B.2.2. KTKLN Sebagai Pelindung Bagi TKI KTKLN disebut-sebut pemerintah sebagai satu langkah maju pemerintah dalam memberikan perlindungan terhadap TKI karena hanya TKI yang ber-KTKLN saja yang akan diizinkan untuk berangkat bekerja ke luar negeri. Menurut pihak BP3TKI Jawa Tengah, hingga sejauh ini perlindungan yang diberikan oleh KTKLN yakni dalam bentuk data yang lengkap dan adanya asuransi yang ter-cover dalam KTKLN dimana melalui data tersebut keberadaan TKI dapat diakses dan dipantau oleh pemerintah ketika telah berada di negara penempatan. Namun, dalam kenyataannya KTKLN belum dapat melakukan fungsi perlindungan dan pengawasan secara 12
menyeluruh terhadap TKI saat di negara penempatan. KTKLN hanya berfungsi sebagai syarat berangkat yang ditunjukkan saat di bandara sehingga KTKLN belum dapat difungsikan sebagai perbankan maupun asuransi kesehatan di negara penempatan TKI. Dalam memberikan perlindungan kepada TKI, KTKLN tidak berlaku dan berfungsi di negara penempatan TKI dimana paspor dan visa merupakan dokumen yang diakui di luar negeri sebagai syarat tinggal TKI. Namun, apa yang dilakukan pemerintah terkait dengan kewajiban KTKLN juga perlu diapresiasi karena KTKLN dapat dipegang sendiri oleh TKI yang bersangkutan. Saat di negara penempatan, paspor dan visa TKI dipegang oleh majikan dan bukan oleh TKI, dengan pertimbangan itu pula maka pemerintah mewajibkan kepada semua TKI untuk memiliki KTKLN sehingga ketika ia mengalami masalah di negara penempatan ia masih mempunyai pegangan identitas sebagai bukti bahwa TKI tersebut diberangkatkan secara legal.

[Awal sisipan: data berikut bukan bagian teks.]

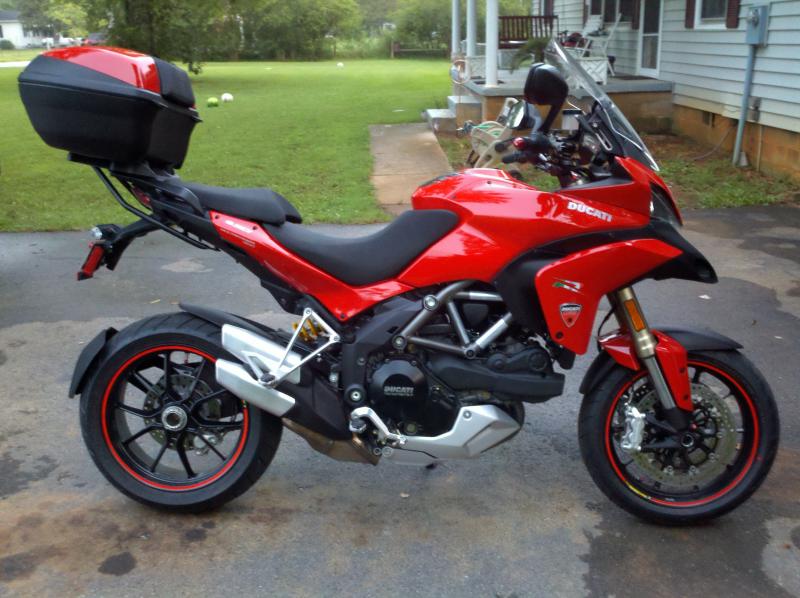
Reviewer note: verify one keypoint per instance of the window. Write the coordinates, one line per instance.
(713, 9)
(611, 8)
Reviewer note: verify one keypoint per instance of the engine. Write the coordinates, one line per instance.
(400, 392)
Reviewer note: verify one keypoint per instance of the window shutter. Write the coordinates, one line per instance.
(732, 16)
(689, 17)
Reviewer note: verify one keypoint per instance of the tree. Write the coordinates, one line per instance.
(377, 12)
(56, 17)
(425, 23)
(300, 29)
(170, 29)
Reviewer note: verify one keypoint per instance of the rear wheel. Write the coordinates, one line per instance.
(162, 430)
(683, 477)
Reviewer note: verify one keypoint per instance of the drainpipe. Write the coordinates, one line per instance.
(748, 84)
(755, 36)
(455, 29)
(492, 41)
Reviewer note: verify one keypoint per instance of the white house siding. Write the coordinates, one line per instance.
(623, 47)
(570, 14)
(12, 31)
(707, 66)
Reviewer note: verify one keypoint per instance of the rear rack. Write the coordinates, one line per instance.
(182, 235)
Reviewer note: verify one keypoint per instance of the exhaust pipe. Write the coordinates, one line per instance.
(239, 381)
(263, 356)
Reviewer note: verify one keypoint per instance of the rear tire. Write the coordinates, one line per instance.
(126, 394)
(646, 498)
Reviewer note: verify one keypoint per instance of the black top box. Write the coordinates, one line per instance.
(110, 104)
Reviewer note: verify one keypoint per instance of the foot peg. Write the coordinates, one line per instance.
(358, 425)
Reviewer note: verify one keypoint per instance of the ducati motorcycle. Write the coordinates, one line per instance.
(419, 343)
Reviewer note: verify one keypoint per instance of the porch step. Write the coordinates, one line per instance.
(441, 120)
(465, 107)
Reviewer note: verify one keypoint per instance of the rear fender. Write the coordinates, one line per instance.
(88, 359)
(617, 350)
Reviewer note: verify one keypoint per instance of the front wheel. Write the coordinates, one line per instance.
(696, 475)
(160, 427)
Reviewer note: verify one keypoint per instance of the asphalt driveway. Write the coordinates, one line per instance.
(523, 520)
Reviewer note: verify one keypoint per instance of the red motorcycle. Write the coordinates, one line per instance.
(418, 343)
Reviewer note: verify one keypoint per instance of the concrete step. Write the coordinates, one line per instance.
(465, 107)
(441, 120)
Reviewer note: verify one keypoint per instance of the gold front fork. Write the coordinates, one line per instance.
(629, 312)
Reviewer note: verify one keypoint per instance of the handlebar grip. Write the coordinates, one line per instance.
(515, 157)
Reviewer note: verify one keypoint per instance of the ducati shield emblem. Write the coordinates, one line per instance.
(570, 313)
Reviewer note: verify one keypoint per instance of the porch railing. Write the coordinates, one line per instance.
(517, 29)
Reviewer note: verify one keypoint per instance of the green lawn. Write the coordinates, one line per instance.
(18, 55)
(299, 128)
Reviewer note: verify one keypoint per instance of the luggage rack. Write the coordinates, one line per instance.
(121, 173)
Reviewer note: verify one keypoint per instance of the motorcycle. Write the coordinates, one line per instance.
(419, 343)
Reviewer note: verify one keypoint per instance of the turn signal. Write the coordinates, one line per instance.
(636, 318)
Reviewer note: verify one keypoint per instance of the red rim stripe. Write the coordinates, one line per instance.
(181, 488)
(690, 503)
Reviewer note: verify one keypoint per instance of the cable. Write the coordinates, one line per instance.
(716, 147)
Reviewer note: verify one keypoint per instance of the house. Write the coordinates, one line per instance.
(685, 62)
(11, 29)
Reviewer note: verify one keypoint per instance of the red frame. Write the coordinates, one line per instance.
(501, 218)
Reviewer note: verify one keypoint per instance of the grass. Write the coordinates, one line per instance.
(709, 183)
(18, 55)
(299, 128)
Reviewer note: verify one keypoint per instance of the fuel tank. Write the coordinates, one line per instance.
(501, 218)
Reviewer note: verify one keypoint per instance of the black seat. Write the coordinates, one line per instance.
(365, 260)
(259, 205)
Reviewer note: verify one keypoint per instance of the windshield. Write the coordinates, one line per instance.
(578, 79)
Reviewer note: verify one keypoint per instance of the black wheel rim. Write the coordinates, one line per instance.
(169, 424)
(693, 473)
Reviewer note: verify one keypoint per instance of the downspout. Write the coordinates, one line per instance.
(756, 32)
(748, 85)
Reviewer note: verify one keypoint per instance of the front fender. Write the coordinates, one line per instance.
(691, 340)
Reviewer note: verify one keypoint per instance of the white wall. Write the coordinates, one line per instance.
(707, 66)
(13, 32)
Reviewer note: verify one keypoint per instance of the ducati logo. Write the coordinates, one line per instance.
(569, 285)
(570, 313)
(589, 211)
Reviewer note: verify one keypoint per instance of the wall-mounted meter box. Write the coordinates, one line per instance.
(757, 21)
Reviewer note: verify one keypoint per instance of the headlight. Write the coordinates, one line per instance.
(661, 208)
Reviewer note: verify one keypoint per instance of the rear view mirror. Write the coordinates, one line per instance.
(545, 86)
(523, 116)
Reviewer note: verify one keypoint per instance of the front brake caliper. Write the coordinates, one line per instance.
(634, 430)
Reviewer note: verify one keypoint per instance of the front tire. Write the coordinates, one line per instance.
(735, 441)
(160, 428)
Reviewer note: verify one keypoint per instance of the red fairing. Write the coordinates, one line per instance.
(131, 67)
(671, 355)
(570, 289)
(338, 297)
(500, 219)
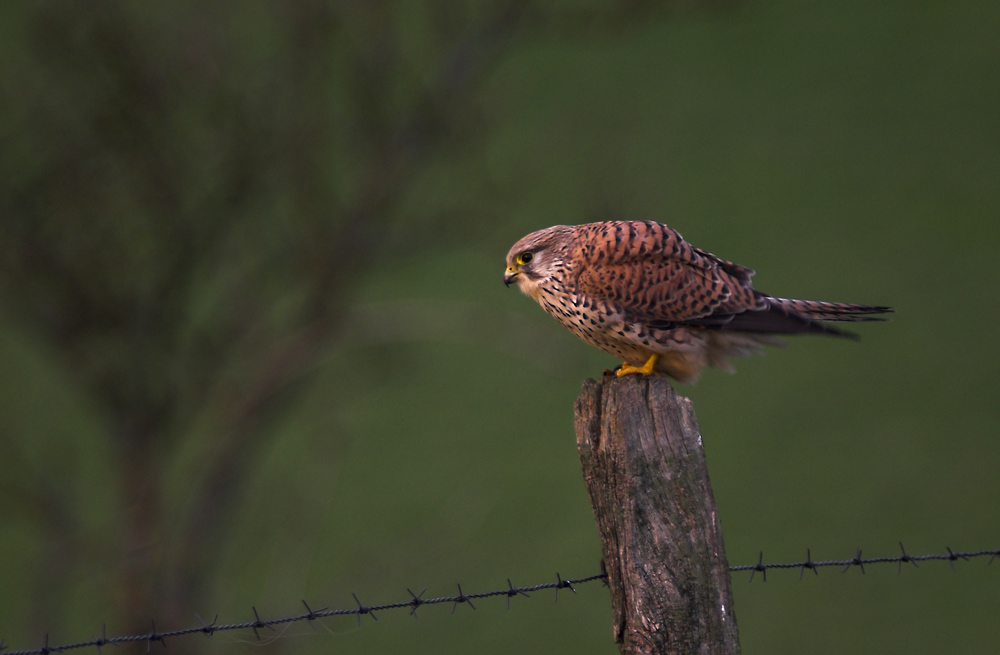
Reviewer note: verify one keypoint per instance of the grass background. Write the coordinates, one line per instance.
(846, 151)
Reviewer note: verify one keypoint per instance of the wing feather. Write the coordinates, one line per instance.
(651, 275)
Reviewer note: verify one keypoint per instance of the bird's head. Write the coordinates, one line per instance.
(537, 257)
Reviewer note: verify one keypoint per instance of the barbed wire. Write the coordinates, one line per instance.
(417, 600)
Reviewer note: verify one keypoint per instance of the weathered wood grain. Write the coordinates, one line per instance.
(644, 468)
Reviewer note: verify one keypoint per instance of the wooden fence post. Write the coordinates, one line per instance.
(644, 467)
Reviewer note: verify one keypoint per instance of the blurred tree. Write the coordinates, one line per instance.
(190, 193)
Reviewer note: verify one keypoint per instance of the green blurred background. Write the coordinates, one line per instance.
(254, 345)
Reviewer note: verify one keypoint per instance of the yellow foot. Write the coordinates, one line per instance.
(645, 369)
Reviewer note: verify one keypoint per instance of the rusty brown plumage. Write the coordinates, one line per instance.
(638, 291)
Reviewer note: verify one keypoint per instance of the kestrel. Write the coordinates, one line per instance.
(640, 292)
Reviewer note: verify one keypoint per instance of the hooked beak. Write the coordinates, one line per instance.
(509, 275)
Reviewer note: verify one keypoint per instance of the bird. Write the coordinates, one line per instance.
(638, 291)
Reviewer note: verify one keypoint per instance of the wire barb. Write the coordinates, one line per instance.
(208, 629)
(154, 636)
(311, 615)
(418, 600)
(461, 598)
(759, 567)
(563, 584)
(905, 557)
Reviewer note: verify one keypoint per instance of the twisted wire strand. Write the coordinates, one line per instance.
(417, 600)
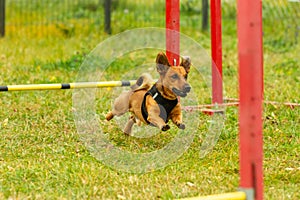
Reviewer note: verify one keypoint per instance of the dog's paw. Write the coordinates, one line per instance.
(181, 126)
(109, 116)
(165, 127)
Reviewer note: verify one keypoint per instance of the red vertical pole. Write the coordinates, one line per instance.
(251, 96)
(216, 51)
(172, 31)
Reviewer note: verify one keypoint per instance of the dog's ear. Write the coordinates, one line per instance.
(162, 63)
(186, 63)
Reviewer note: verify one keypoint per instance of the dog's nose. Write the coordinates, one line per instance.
(187, 88)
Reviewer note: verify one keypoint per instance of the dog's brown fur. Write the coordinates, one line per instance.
(171, 84)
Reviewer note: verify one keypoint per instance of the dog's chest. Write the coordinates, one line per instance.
(165, 105)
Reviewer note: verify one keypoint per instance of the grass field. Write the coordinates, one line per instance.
(42, 156)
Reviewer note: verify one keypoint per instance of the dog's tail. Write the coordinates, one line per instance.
(145, 81)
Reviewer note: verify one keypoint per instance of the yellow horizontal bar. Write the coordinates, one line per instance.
(58, 86)
(34, 87)
(225, 196)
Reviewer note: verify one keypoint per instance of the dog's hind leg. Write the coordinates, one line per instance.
(129, 124)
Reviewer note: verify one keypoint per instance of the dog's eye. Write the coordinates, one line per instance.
(174, 76)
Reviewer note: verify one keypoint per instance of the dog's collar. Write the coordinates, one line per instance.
(165, 105)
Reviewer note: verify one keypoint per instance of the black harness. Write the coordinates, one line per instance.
(165, 105)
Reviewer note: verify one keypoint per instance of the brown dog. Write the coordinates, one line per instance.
(159, 104)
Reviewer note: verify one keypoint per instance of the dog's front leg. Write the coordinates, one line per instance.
(129, 124)
(153, 114)
(176, 116)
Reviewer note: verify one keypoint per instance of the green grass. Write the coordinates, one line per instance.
(42, 156)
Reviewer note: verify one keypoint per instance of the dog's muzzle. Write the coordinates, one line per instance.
(182, 93)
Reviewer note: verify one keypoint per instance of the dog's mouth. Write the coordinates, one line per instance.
(179, 92)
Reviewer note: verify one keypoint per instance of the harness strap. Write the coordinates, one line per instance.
(165, 105)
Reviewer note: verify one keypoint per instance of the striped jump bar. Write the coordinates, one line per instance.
(62, 86)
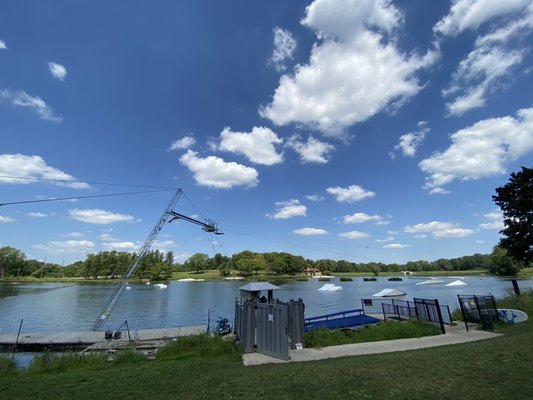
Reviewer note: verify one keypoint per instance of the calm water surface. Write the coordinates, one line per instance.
(54, 307)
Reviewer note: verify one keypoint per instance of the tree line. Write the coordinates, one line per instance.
(158, 265)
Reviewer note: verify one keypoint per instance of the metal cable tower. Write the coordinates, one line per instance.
(102, 318)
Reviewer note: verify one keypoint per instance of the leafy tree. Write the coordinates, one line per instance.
(11, 260)
(516, 202)
(196, 262)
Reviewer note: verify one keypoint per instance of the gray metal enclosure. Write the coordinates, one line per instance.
(268, 328)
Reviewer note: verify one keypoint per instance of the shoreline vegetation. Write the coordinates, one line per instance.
(204, 367)
(214, 275)
(161, 266)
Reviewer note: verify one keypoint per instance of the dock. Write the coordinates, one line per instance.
(94, 341)
(343, 319)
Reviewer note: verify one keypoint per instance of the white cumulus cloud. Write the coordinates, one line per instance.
(19, 98)
(480, 150)
(395, 246)
(470, 14)
(183, 143)
(284, 46)
(58, 71)
(23, 169)
(6, 220)
(312, 151)
(216, 173)
(310, 231)
(354, 71)
(67, 246)
(288, 209)
(354, 235)
(259, 145)
(97, 216)
(440, 230)
(359, 218)
(494, 60)
(120, 246)
(350, 194)
(37, 214)
(410, 142)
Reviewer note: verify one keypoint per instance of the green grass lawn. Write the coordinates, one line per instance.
(499, 368)
(495, 369)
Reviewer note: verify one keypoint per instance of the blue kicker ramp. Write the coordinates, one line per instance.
(343, 319)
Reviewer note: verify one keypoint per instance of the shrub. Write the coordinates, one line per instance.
(129, 357)
(197, 346)
(53, 362)
(7, 365)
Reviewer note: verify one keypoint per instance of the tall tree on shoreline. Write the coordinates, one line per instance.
(516, 202)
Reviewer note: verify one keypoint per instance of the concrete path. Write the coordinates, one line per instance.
(454, 335)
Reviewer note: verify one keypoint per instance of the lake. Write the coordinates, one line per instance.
(55, 307)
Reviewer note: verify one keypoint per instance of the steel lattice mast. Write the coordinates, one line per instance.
(168, 213)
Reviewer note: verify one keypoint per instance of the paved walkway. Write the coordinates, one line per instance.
(454, 335)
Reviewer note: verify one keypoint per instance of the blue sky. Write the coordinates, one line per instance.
(343, 129)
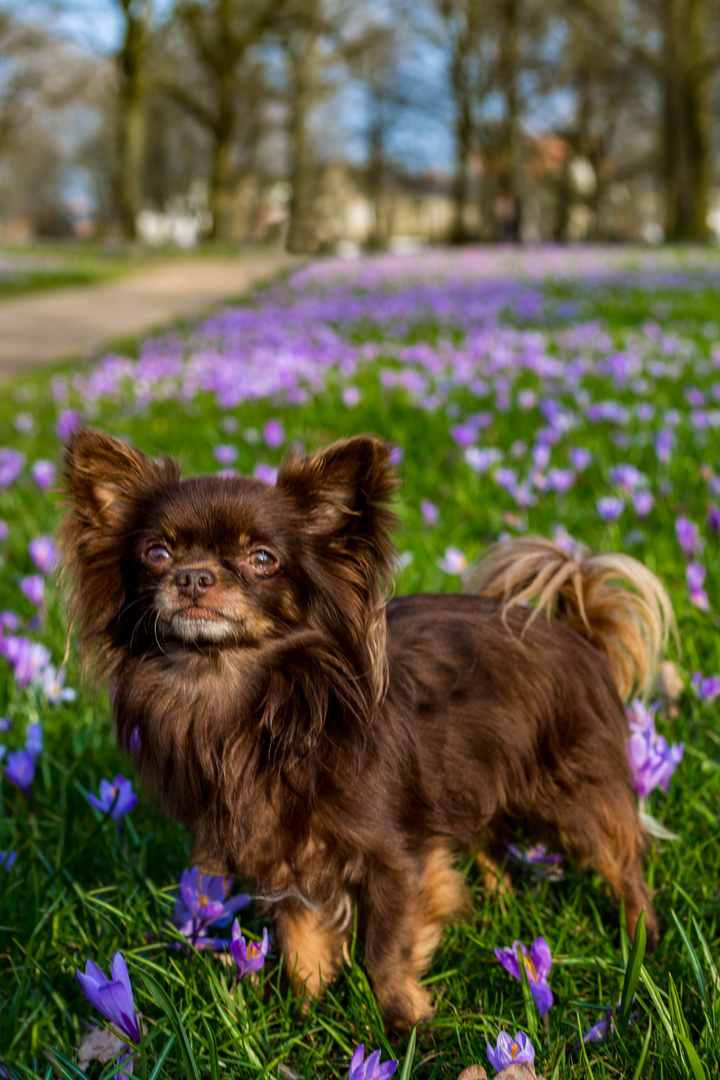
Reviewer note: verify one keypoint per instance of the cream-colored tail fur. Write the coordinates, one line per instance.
(613, 601)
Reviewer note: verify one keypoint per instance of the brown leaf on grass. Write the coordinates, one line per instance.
(100, 1045)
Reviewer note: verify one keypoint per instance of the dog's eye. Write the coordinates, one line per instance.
(158, 554)
(262, 559)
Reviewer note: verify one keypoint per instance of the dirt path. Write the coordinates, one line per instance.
(48, 327)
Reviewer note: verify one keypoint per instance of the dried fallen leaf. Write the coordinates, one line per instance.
(100, 1045)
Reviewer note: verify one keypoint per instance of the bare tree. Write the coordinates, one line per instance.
(677, 45)
(372, 53)
(221, 38)
(131, 63)
(462, 25)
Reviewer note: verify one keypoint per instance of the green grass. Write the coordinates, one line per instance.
(39, 267)
(77, 892)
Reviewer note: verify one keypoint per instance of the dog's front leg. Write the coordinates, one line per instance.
(311, 940)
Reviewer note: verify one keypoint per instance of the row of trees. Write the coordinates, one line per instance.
(226, 90)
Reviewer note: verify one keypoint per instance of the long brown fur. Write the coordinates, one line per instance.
(336, 747)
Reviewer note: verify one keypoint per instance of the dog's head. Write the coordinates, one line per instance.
(227, 562)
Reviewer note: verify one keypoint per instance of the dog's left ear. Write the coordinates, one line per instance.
(342, 493)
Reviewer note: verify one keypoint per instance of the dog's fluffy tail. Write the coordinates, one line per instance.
(613, 601)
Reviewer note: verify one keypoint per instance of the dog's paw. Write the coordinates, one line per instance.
(406, 1007)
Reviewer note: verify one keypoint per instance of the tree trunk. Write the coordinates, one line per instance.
(222, 186)
(131, 135)
(508, 69)
(463, 142)
(685, 156)
(301, 233)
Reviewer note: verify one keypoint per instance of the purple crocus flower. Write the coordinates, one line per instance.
(511, 1051)
(248, 957)
(203, 902)
(11, 464)
(560, 480)
(541, 861)
(538, 963)
(42, 553)
(706, 689)
(480, 460)
(430, 512)
(117, 798)
(370, 1069)
(664, 444)
(580, 458)
(19, 770)
(695, 576)
(610, 508)
(112, 997)
(43, 473)
(34, 588)
(689, 537)
(34, 739)
(273, 434)
(28, 659)
(627, 477)
(651, 759)
(464, 434)
(606, 1026)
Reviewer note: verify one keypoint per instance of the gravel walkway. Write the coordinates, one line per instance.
(46, 327)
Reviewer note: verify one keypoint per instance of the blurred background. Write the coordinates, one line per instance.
(340, 125)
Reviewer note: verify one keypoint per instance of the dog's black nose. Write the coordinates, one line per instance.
(194, 581)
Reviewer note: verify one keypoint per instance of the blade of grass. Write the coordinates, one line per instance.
(409, 1054)
(159, 1064)
(694, 959)
(633, 973)
(164, 1002)
(643, 1052)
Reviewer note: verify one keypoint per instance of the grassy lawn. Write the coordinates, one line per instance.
(31, 268)
(491, 372)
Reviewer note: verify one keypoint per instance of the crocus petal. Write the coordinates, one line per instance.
(356, 1060)
(542, 958)
(507, 957)
(542, 996)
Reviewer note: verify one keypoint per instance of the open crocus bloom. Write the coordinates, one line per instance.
(112, 997)
(538, 963)
(511, 1051)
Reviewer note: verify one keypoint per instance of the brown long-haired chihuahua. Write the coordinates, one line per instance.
(336, 746)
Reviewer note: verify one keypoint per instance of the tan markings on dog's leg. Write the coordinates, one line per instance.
(494, 880)
(442, 895)
(313, 949)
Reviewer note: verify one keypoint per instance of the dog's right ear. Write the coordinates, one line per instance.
(104, 476)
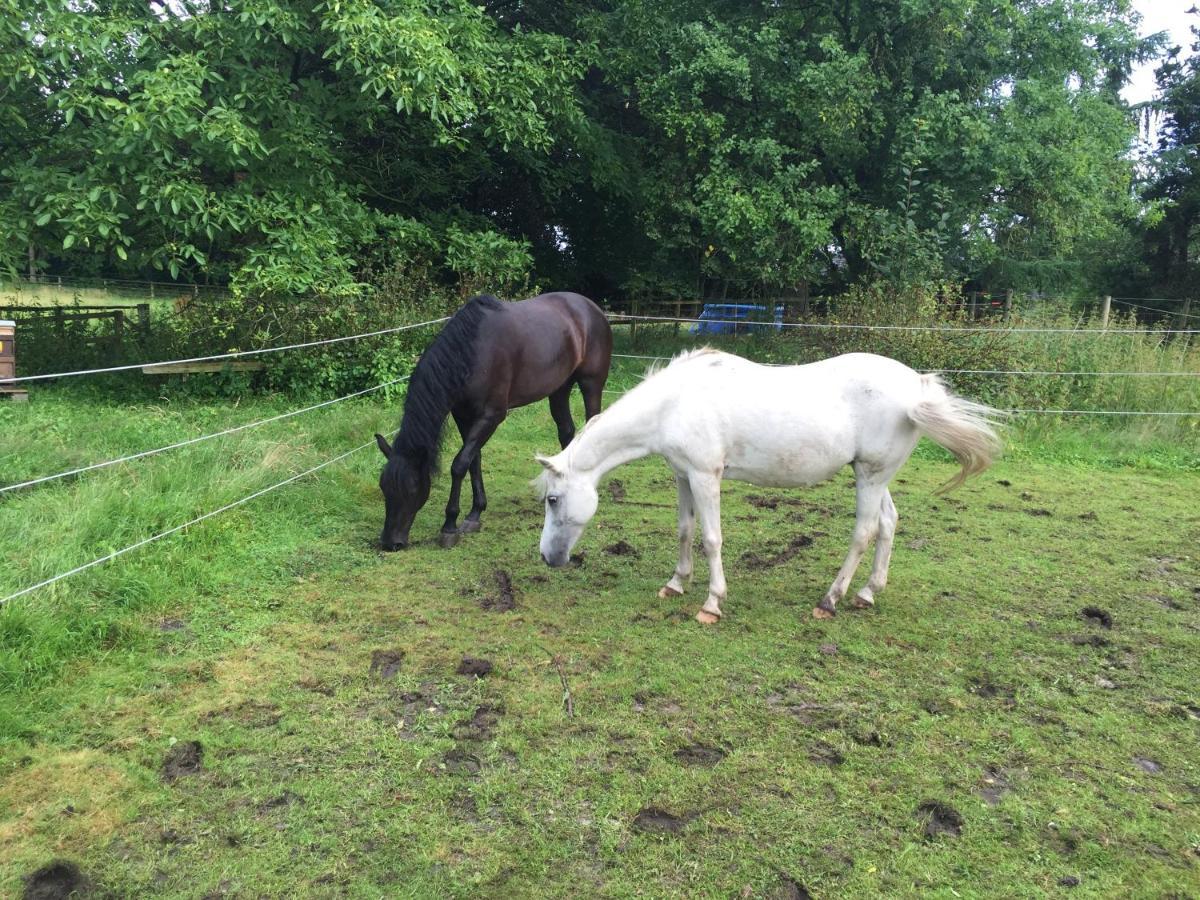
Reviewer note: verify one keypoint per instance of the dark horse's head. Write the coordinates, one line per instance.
(437, 384)
(405, 483)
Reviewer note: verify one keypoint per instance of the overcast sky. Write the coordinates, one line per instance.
(1169, 16)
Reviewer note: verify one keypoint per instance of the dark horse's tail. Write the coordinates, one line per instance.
(437, 381)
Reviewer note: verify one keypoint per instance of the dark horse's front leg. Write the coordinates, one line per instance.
(475, 432)
(561, 411)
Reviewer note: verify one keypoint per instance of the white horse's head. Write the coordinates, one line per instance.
(570, 503)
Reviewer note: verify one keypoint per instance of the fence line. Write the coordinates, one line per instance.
(1155, 309)
(963, 329)
(225, 355)
(247, 498)
(199, 439)
(1047, 412)
(976, 371)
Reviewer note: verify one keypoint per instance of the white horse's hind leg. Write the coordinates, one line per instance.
(706, 491)
(867, 525)
(879, 580)
(682, 576)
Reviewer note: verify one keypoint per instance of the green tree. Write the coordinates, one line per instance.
(244, 141)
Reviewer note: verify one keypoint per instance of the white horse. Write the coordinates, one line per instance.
(715, 415)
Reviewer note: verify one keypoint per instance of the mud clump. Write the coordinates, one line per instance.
(655, 821)
(790, 889)
(481, 726)
(755, 561)
(185, 759)
(621, 549)
(504, 598)
(940, 819)
(58, 879)
(385, 664)
(460, 762)
(699, 755)
(472, 666)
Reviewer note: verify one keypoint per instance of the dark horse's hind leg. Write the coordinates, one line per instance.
(475, 433)
(561, 409)
(592, 388)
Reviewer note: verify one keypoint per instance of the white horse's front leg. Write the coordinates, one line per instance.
(879, 580)
(706, 491)
(682, 577)
(867, 526)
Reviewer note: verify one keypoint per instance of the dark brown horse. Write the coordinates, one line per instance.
(490, 358)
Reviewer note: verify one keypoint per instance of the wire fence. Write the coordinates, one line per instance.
(616, 317)
(235, 354)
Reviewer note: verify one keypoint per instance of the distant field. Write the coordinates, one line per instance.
(1019, 714)
(66, 295)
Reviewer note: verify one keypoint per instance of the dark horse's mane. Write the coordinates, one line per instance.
(439, 376)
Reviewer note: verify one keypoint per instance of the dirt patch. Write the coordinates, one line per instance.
(460, 762)
(789, 888)
(1096, 615)
(504, 598)
(250, 713)
(185, 759)
(756, 561)
(282, 802)
(655, 821)
(385, 664)
(983, 687)
(1147, 765)
(478, 667)
(995, 787)
(827, 755)
(58, 879)
(940, 819)
(622, 549)
(481, 726)
(699, 755)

B.2.3. Peran dan Fungsi KTKLN Bagi TKI Re-Entry Pada dasarnya fungsi dan peran KTKLN bagi TKI baru atau TKI Re-Entry sama yakni untuk perlindungan dan tanda bahwa TKI yang bersangkutan layak untuk berangkat ke negara penempatan. Meski demikian, fungsi dan peran dari KTKLN tersebut belum menemukan kejelasan dan bukti konkret dalam perlindungan TKI. Bagi TKI Re-Entry, yang kembali bekerja dengan pengguna jasa yang sama, KTKLN dianggap tidak mempunyai peran dan fungsi bagi perlindungan mereka di negara penempatan. Jika alasan dari diwajibkannya KTKLN adalah untuk kelengkapan data maka data dari TKI Re-Entry telah ter-cover lama sejak ia pertama kali ditempatkan di negara tersebut, terlebih lagi bagi TKI yang telah mempunyai identitas tinggal di negara
13
tersebut. Selain itu, jika alasannya adalah untuk asuransi maka juga belum menunjukkan fungsinya. Untuk TKI Re-Entry telah terdaftar sebagai peserta asuransi yang kepesertaannya juga dilakukan perpanjangan oleh pengguna jasa TKI saat TKI tersebut telah melakukan perpanjangan paspor, visa, dan kontrak kerja. Dalam melakukan perpanjangan tersebut untuk KTKLN juga tidak dipertanyakan, selain itu validasi KTKLN hanya dapat dilakukan di Indonesia saja. Hingga saat ini negara penempatan TKI yang telah memiliki counter pelayanan validasi KTKLN hanya ada di Malaysia dan Hongkong sehingga untuk TKI di negara lain yang ingin melakukan validasi KTKLN harus kembali ke Indonesia terlebih dahulu. Namun pihak BP3TKI Jawa Tengah menyebutkan bahwa KPA dan KTKLN itu mempunyai fungsi yang berbeda dimana KTKLN itu untuk perlindungan dan tanda layak berangkat bagi TKI, sementara KPA hanya untuk asuransi TKI. Dari pernyataan tersebut sebenarnya menunjukkan bahwa pihak pemerintah sendiri masih mengalami kebingungan untuk memberikan penjelasan mengenai fungsi dan peran KTKLN bagi TKI.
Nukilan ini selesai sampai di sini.